Everything discussed is confidential; you do not have to answer any questions that you do not want to answer. However, the researchers have a professional duty of care that they must meet. This means that there a few occasions where we would need to inform someone senior outside of the research team about an issue talked about during the interview. This would happen if:
- you were to tell the researcher that you intended to significantly harm yourself or another person
- you tell the researcher about severe clinical harm that happened to you in the past within prison healthcare which you did not report at the time at the authorities
- you tell the researcher about an illegal act that you have not been prosecuted for
If you change your mind about being part of the study after the interview you can withdraw your information as long as it has not already been analysed. You do not have to give us a reason for changing your mind.
How will I benefit from being involved in these interviews?
You will not benefit directly but you will help us to better understand the topic we are investigating. You may find it interesting to discuss your opinions with the researcher.
What will happen to the information I give?

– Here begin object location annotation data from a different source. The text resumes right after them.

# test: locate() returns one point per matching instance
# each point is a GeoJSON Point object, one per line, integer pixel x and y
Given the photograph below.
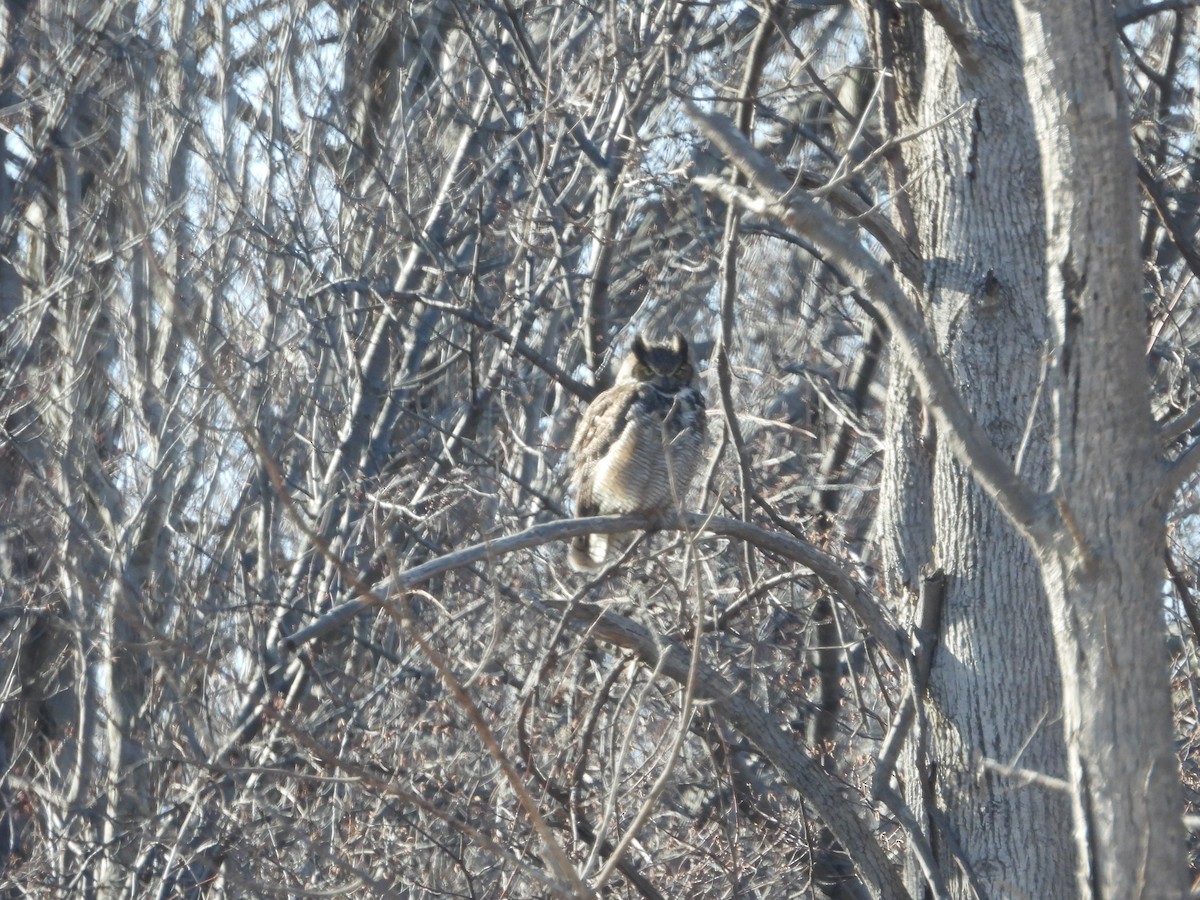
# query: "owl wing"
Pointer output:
{"type": "Point", "coordinates": [601, 426]}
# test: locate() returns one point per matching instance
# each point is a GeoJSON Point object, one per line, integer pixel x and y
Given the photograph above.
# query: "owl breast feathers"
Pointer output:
{"type": "Point", "coordinates": [640, 443]}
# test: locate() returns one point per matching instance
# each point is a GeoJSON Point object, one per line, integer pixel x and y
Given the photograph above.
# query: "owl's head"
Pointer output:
{"type": "Point", "coordinates": [665, 364]}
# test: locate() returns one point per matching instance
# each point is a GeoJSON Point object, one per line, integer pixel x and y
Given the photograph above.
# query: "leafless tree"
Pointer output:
{"type": "Point", "coordinates": [299, 305]}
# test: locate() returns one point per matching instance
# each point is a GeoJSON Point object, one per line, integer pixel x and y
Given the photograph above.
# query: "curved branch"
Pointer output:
{"type": "Point", "coordinates": [829, 799]}
{"type": "Point", "coordinates": [773, 197]}
{"type": "Point", "coordinates": [857, 598]}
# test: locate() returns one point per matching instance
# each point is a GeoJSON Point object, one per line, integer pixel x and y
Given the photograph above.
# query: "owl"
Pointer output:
{"type": "Point", "coordinates": [639, 445]}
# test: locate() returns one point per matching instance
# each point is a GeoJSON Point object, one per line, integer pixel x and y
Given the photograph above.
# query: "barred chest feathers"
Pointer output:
{"type": "Point", "coordinates": [640, 444]}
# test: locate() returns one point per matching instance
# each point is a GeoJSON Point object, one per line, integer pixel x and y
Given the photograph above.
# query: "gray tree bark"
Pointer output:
{"type": "Point", "coordinates": [994, 691]}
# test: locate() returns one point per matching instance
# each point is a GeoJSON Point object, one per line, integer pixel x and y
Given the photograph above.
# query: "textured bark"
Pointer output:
{"type": "Point", "coordinates": [994, 685]}
{"type": "Point", "coordinates": [1104, 571]}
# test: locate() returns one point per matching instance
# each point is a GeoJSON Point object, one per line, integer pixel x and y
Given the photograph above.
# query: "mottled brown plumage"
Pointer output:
{"type": "Point", "coordinates": [639, 444]}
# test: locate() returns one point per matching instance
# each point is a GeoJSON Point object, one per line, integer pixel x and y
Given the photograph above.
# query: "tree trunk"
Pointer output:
{"type": "Point", "coordinates": [994, 693]}
{"type": "Point", "coordinates": [1103, 569]}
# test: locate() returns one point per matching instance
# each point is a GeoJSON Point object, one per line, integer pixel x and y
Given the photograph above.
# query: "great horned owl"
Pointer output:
{"type": "Point", "coordinates": [639, 444]}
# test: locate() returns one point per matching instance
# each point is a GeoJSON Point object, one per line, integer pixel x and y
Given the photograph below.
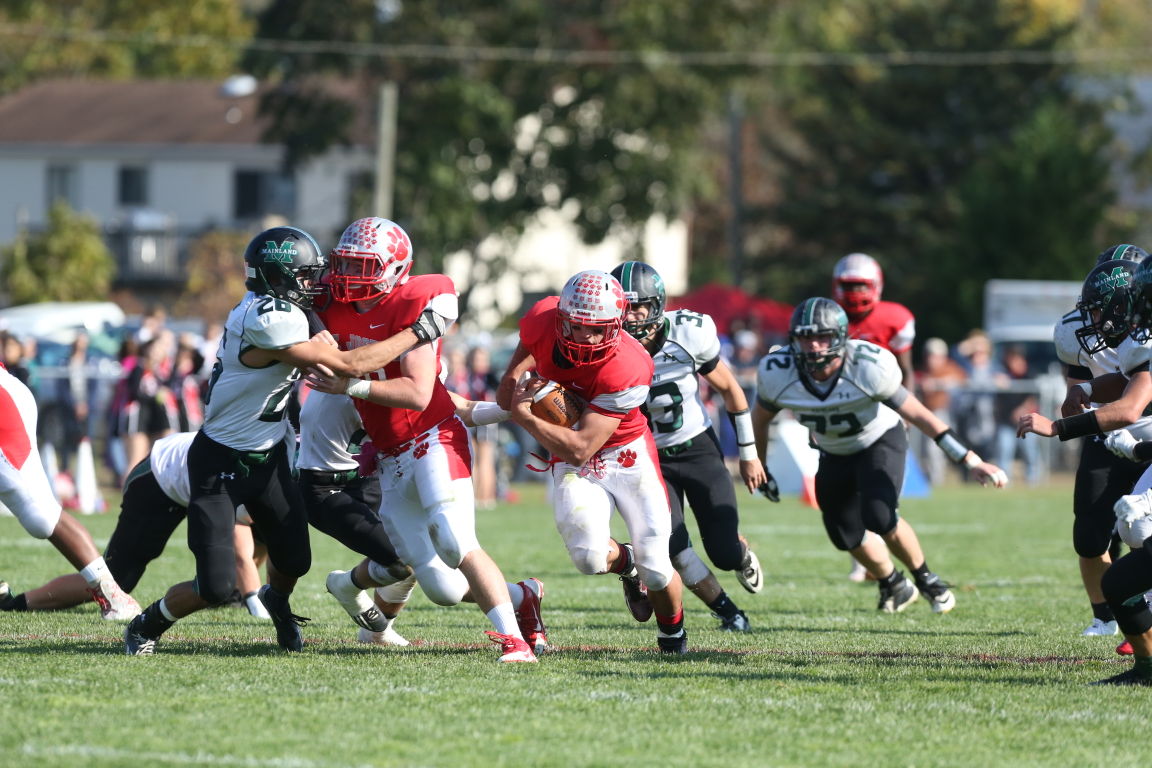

The recording of the interview will be typed up and the recording will be deleted at the end of the study. The typed up version of the interview will have all names and identifying features changed so that you cannot be identified. We may use quotations in our final report to our funders (National Institute for Health Research) or in articles for academic and professional journals. If we do use anything that you have said it will be made anonymous so that you cannot be identified. Information will be stored securely at the University of Leeds and destroyed 5 years after the study has ended. This allows time to answer any questions that might arise about the way the study was conducted or what it found. University of Leeds is the sponsor and data controller for this study. Research records may be looked at to check the accuracy of the research study. The only people at the University of Leeds who will have access to information that could identify you will be people who need to audit the data collection process and limited members of the research team.
Please click here for more information about how the university uses data and what rights you have under the Data Protection Act 2018.
Who has reviewed the study?
This study has been reviewed and given a favourable opinion by University of Leeds School of Medicine Research Ethics Committee (SoMREC) on 17th July 2019 (ref. no. 18-093) and by Her Majesty’s Prison and Probation Service (HMPPS) on 24th December 2019 (ref. no. 2019-383).
What if something goes wrong?
It is very unlikely that any harm should come to you as a result of taking part in the interview. However if you have any concerns about the way you have been approached or treated during this study, you can contact the Principal Investigator of the study: Dr Laura Sheard, e-mail: firstname.lastname@example.org
Thank you for reading this information.